On top of that, EKKSTACY is more “scattered” as a body of work than the artist would usually see himself making, which he attributes to the fractured process of its creation. “It’s cool and not cool at the same time. It’s cool that you can do a bunch of different sounds in one project and it attracts a lot of different types of people,” he reasons. “At the same time, I love cohesive records. All the bands I like, all their songs on a record sound the same and there’s one or two that stick out.”

He might not see it now, but the variety in the record is one of its greatest strengths. This is a subtle quirk; the spectrum of sounds is closer to a mix of darker and lighter shades of blue than clashing, competing neons, meaning it does still have that cohesiveness EKKSTACY likes to hear in other artists’ records. It’s a gently bright, atmospheric listen conjuring images of summery, orange skies, long drives in breezy weather and strolls by the beach, almost with the vibe of a coming-of-age film soundtrack. The energy ebbs and flows – goo lagoon vibrates with a jittery sense of anticipation while also paying worship to The Cure, while problems is an intimate, twilit acoustic affair. Other times, songs will combine the best of both worlds, with get me out surging from moody, strummed chords to bursting into a huge, heavier passage to stunning effect.
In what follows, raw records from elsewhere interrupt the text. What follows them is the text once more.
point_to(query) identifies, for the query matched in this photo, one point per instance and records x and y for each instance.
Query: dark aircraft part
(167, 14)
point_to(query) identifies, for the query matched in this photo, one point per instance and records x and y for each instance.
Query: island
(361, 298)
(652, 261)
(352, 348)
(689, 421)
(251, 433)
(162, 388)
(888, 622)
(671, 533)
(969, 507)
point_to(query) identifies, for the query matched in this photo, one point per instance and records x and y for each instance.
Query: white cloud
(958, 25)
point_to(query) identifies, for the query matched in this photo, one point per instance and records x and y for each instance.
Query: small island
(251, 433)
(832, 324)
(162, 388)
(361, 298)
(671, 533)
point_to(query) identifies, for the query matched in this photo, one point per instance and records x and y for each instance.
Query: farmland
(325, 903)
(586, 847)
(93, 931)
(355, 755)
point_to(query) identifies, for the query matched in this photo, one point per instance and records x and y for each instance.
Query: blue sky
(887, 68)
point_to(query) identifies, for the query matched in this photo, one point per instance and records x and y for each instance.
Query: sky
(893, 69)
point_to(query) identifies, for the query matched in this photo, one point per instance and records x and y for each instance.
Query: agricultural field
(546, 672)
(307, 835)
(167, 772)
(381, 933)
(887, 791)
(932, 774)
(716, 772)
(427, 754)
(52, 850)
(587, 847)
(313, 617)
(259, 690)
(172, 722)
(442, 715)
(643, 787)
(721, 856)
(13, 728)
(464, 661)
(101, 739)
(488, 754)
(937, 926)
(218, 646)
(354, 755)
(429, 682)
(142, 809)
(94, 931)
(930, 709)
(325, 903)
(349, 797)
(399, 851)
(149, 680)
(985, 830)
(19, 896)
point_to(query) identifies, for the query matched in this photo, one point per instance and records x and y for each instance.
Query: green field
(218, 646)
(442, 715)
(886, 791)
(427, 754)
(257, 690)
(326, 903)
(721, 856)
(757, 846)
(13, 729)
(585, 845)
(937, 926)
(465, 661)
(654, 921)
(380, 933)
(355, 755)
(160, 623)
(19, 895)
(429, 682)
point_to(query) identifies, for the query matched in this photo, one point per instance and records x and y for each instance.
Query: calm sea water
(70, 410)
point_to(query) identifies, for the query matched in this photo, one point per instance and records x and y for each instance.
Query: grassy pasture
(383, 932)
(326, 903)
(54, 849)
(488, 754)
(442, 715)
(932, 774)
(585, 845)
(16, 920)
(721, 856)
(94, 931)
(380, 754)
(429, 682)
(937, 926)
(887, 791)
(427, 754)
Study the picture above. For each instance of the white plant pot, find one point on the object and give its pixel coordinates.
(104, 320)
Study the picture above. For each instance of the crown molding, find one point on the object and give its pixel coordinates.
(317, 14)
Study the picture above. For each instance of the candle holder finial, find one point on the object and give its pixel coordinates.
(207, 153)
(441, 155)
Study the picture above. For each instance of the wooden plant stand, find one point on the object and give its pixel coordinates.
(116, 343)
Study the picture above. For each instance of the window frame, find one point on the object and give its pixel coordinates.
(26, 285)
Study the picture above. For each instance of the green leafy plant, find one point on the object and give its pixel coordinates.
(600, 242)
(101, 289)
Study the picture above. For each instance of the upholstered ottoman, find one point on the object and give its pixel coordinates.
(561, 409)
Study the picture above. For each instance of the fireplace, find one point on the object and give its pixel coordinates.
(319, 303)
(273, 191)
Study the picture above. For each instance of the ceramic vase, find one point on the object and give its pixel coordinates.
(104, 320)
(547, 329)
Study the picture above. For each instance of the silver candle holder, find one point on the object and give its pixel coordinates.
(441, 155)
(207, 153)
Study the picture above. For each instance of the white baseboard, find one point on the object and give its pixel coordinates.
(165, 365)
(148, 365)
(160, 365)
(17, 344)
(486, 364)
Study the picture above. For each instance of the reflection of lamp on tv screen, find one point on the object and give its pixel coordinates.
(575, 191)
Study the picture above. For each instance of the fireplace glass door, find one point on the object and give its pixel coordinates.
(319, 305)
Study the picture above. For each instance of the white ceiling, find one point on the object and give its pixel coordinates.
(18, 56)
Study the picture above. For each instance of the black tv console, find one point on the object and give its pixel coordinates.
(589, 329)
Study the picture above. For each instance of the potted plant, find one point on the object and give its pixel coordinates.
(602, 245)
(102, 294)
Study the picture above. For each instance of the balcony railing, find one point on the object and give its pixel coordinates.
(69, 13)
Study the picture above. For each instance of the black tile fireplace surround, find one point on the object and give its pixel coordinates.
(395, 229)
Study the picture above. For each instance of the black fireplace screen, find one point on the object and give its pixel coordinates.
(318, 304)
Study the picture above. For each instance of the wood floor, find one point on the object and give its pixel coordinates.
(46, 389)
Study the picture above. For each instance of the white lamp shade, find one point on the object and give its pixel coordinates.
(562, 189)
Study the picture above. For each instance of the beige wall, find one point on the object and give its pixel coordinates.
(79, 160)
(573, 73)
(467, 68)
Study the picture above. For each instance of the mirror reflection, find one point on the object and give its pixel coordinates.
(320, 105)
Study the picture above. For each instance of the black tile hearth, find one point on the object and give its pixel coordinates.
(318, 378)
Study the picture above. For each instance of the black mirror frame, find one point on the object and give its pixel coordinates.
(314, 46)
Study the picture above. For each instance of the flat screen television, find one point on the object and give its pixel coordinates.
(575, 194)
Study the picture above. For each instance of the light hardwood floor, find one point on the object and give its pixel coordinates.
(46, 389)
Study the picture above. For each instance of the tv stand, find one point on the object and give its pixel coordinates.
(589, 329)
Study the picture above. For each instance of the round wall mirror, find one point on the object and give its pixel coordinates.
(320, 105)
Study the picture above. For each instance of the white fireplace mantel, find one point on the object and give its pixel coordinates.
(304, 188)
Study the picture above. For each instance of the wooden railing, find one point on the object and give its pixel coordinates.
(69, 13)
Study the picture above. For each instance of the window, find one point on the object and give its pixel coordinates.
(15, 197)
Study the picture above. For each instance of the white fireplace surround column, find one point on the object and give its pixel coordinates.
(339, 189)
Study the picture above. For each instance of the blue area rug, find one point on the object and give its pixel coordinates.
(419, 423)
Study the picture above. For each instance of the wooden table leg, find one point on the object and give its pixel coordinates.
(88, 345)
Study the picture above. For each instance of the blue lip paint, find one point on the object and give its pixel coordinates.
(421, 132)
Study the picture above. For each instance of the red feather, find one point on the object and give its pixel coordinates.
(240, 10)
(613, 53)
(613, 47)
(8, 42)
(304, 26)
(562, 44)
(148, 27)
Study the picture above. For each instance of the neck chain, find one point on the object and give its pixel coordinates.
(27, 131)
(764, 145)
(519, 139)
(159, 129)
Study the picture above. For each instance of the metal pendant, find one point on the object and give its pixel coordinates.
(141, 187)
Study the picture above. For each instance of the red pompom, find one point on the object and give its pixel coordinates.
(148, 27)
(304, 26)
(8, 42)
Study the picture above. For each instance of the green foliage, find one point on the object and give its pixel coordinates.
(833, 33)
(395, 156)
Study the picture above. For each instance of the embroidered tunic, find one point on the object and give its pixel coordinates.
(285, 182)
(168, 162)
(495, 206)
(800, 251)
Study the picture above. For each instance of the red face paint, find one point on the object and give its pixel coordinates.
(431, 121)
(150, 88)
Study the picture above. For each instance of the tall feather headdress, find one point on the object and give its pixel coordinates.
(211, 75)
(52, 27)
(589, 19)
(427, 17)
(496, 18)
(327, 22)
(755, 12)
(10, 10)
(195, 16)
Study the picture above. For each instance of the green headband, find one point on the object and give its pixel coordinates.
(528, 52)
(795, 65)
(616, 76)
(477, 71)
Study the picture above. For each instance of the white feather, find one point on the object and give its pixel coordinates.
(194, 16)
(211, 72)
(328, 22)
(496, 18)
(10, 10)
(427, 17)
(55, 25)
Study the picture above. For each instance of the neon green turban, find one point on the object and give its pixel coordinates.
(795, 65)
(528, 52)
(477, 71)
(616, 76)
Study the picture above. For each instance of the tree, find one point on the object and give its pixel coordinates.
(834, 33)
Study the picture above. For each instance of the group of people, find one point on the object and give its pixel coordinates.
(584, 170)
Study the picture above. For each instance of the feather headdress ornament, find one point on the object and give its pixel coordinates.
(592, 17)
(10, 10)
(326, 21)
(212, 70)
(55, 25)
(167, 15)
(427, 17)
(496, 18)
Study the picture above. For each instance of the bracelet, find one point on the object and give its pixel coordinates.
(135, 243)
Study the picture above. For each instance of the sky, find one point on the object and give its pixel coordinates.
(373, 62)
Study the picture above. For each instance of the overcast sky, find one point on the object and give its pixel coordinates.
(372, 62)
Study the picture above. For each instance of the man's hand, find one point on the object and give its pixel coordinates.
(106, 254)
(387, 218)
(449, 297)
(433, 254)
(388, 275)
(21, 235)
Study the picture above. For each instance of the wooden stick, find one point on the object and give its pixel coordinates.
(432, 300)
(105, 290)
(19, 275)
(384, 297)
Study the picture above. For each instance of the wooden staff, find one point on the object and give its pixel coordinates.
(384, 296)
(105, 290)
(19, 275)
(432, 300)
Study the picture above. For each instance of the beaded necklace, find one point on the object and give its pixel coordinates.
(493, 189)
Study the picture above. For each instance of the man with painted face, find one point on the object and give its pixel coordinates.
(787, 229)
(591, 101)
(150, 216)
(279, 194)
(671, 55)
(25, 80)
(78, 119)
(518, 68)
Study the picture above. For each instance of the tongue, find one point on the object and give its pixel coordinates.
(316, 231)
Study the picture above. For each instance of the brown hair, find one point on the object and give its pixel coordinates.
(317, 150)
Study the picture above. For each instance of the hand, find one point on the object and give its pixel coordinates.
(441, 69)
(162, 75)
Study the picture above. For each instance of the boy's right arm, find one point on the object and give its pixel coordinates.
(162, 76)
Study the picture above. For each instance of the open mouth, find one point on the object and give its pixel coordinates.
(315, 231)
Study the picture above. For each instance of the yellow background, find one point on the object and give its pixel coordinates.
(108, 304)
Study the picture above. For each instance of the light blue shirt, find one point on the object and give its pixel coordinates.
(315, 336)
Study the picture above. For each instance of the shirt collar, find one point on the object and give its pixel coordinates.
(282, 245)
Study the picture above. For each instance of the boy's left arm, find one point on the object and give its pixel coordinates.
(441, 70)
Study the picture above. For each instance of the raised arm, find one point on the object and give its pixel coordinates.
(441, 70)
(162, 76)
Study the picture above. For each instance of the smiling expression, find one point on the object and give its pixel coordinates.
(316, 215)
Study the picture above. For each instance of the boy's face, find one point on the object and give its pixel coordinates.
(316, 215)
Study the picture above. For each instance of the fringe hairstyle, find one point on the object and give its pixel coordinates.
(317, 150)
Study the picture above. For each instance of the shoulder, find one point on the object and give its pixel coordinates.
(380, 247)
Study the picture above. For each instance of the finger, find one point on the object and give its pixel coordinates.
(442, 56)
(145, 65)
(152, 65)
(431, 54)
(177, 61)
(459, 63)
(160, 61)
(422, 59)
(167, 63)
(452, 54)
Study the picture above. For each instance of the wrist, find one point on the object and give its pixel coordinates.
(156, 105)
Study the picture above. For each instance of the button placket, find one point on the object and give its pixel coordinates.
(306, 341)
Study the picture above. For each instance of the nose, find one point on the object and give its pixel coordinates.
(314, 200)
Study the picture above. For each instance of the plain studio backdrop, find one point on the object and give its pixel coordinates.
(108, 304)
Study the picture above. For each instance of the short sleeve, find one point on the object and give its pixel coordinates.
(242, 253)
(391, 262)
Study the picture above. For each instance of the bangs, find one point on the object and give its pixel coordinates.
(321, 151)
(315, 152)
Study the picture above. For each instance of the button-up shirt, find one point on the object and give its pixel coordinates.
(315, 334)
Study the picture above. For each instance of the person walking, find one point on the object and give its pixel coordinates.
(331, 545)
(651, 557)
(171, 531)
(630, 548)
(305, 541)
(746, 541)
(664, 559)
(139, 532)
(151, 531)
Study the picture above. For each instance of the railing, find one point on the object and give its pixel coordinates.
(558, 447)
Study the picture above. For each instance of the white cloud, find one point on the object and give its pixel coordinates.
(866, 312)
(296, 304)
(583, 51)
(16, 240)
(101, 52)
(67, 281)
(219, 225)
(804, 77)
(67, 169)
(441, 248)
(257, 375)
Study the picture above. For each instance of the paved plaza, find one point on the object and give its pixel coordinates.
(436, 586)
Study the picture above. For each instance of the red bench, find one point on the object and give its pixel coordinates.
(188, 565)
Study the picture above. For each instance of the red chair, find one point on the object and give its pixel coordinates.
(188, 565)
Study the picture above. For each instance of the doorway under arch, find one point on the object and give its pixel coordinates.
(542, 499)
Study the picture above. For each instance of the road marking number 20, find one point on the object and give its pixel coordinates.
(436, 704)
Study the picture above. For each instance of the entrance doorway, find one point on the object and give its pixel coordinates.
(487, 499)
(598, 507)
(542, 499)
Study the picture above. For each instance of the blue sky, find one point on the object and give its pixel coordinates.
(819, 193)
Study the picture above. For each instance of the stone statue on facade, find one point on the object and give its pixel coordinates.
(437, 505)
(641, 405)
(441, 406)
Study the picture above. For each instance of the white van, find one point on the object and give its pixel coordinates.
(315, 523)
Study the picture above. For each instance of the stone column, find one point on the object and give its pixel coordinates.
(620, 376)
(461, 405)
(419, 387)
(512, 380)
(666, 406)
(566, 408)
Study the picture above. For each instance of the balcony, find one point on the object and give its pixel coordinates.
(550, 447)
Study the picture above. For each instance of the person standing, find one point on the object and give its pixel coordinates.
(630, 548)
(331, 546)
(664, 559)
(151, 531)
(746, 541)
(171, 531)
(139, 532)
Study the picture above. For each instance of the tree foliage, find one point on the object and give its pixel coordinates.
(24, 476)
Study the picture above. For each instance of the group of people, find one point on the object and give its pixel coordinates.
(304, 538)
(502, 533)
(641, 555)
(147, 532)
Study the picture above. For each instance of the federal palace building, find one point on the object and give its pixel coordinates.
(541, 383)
While the album’s indebted to indie and surf rock with gothier touches, its fluidity when it comes to genre means there’s no one category it sits neatly in. Indeed, its two collaborations feature names from completely different worlds in the form of hip-hop acts Trippie Redd and The Kid LAROI. “I don’t think I’m in a scene at all,” EKKSTACY says. “I know there’s some kids that sound similar to me, but I’m very different, I think. I’ve always thought it’d be cool to be part of a scene, though.” It must be freeing, but on the flip side, is it ever lonely? “I think everything’s kind of lonely.”